Conversatio nostra in coelis est, disait saint Paul. Où apprendrai-je plus facilement à réaliser ce programme que dans la Liturgie ? Cette liturgie de la terre n’est-elle pas l’imitation de la liturgie céleste que Jean le bien-aimé a décrite dans son Apocalypse ? Lorsque je chante ou récite mon office, que fais-je autre chose que remplir la même fonction dont les Anges s’honorent devant le trône de l’Éternel ?
Que dis-je ? La doxologie de chaque Psaume, de chaque hymne, la conclusion de chaque oraison ne me jette-t-elle pas en adoration devant la très sainte Trinité ?
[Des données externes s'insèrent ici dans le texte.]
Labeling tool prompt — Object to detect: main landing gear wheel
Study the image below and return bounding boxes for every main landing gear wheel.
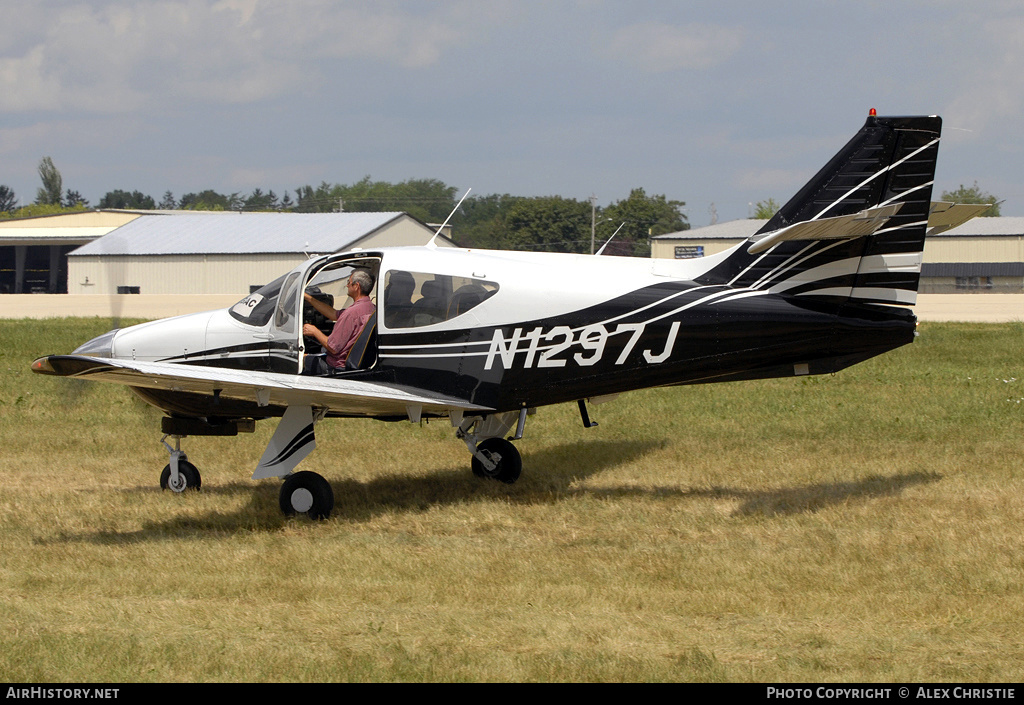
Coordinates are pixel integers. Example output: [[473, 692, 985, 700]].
[[472, 439, 522, 485], [281, 470, 334, 520], [160, 460, 203, 493]]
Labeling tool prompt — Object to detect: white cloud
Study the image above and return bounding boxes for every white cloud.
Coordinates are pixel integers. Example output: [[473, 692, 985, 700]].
[[0, 0, 475, 113], [608, 23, 745, 72], [944, 17, 1024, 140]]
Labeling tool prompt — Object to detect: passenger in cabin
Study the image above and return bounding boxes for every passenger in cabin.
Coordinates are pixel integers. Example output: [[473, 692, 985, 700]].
[[302, 269, 377, 375], [384, 269, 416, 328]]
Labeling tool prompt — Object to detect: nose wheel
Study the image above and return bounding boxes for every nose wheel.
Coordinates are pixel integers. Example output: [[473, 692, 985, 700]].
[[160, 436, 203, 493], [472, 439, 522, 485], [281, 470, 334, 520], [160, 458, 203, 492]]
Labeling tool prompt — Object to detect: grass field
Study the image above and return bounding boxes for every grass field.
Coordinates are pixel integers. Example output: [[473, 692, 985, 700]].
[[0, 320, 1024, 682]]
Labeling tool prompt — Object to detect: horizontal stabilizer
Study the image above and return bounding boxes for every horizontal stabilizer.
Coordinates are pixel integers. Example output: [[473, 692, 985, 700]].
[[928, 201, 992, 235], [746, 203, 903, 254]]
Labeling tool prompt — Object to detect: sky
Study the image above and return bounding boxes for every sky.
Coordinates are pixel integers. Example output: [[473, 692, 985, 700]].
[[0, 0, 1024, 226]]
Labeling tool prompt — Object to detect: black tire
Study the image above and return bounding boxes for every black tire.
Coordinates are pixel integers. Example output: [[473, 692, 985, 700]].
[[281, 470, 334, 520], [160, 460, 203, 493], [472, 439, 522, 485]]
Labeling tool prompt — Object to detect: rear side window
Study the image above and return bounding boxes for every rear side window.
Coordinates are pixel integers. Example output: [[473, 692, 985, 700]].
[[383, 269, 498, 328], [228, 275, 287, 328]]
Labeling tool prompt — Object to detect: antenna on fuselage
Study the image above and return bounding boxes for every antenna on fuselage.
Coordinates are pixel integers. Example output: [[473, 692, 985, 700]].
[[427, 189, 472, 247], [594, 220, 626, 256]]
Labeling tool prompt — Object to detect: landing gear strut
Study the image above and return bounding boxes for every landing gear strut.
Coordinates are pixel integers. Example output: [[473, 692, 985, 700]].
[[160, 436, 203, 493], [280, 470, 334, 520], [453, 408, 526, 485]]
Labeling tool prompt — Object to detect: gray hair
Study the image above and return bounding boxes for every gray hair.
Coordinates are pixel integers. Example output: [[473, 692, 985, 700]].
[[349, 269, 374, 296]]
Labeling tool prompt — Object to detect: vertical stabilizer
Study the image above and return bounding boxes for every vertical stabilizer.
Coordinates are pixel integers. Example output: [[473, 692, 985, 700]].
[[698, 116, 942, 305]]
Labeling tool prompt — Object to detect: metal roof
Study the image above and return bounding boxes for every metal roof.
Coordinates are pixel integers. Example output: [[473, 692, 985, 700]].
[[69, 212, 415, 257], [928, 215, 1024, 238], [652, 218, 768, 240]]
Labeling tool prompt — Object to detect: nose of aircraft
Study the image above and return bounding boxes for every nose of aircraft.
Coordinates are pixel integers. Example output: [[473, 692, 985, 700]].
[[72, 328, 121, 358]]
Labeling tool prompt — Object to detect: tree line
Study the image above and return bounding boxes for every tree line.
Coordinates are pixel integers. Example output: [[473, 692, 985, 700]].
[[0, 157, 689, 256]]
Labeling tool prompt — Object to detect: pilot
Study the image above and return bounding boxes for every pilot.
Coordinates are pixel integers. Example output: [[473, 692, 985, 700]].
[[302, 269, 377, 375]]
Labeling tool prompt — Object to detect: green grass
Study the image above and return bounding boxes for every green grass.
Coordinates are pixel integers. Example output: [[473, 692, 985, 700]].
[[0, 320, 1024, 681]]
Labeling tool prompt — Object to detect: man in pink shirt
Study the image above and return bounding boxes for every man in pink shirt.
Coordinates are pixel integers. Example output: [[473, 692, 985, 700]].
[[302, 269, 377, 374]]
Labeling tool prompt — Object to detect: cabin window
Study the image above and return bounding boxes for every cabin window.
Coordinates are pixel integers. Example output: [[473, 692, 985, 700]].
[[228, 277, 285, 328], [383, 269, 498, 328]]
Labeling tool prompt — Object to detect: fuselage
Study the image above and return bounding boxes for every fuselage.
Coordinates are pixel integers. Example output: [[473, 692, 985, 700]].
[[77, 243, 915, 417]]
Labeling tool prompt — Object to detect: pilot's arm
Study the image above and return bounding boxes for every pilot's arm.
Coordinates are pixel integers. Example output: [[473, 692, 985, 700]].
[[302, 292, 338, 321], [302, 325, 338, 355]]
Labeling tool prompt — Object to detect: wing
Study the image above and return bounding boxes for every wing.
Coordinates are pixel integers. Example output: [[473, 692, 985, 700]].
[[928, 201, 992, 235], [32, 355, 494, 420]]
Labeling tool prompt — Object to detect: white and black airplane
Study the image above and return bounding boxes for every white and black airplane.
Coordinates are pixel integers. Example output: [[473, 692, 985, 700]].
[[32, 111, 978, 517]]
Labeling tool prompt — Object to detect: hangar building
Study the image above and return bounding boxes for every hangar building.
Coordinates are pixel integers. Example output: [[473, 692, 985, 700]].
[[0, 211, 138, 294], [650, 217, 1024, 294], [68, 212, 453, 296]]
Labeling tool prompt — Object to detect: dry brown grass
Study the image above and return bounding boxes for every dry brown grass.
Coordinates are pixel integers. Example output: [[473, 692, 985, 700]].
[[0, 321, 1024, 681]]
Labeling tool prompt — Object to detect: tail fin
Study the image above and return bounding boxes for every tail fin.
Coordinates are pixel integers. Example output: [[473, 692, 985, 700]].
[[697, 116, 942, 305]]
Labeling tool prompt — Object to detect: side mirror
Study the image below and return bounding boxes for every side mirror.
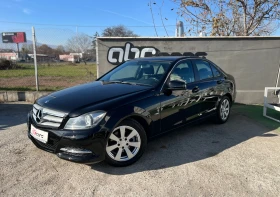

Les innombrables fêtes des Saints me font vivre comme dans l’intimité de mes frères du Paradis qui me protègent et prient pour moi. Les fêtes de la Sainte Vierge me rappellent que j’ai là-haut une Mère toute bonne et toute-puissante qui n’aura pas de repos qu’Elle ne me voie en sûreté à ses pieds dans le Royaume de son Fils. Serait-il possible que toutes ces fêtes, que les mystères de mon doux Sauveur, Noël, Pâques, l’Ascension surtout, ne me donnent pas la nostalgie du Ciel que saint Grégoire regarde comme un gage de prédestination.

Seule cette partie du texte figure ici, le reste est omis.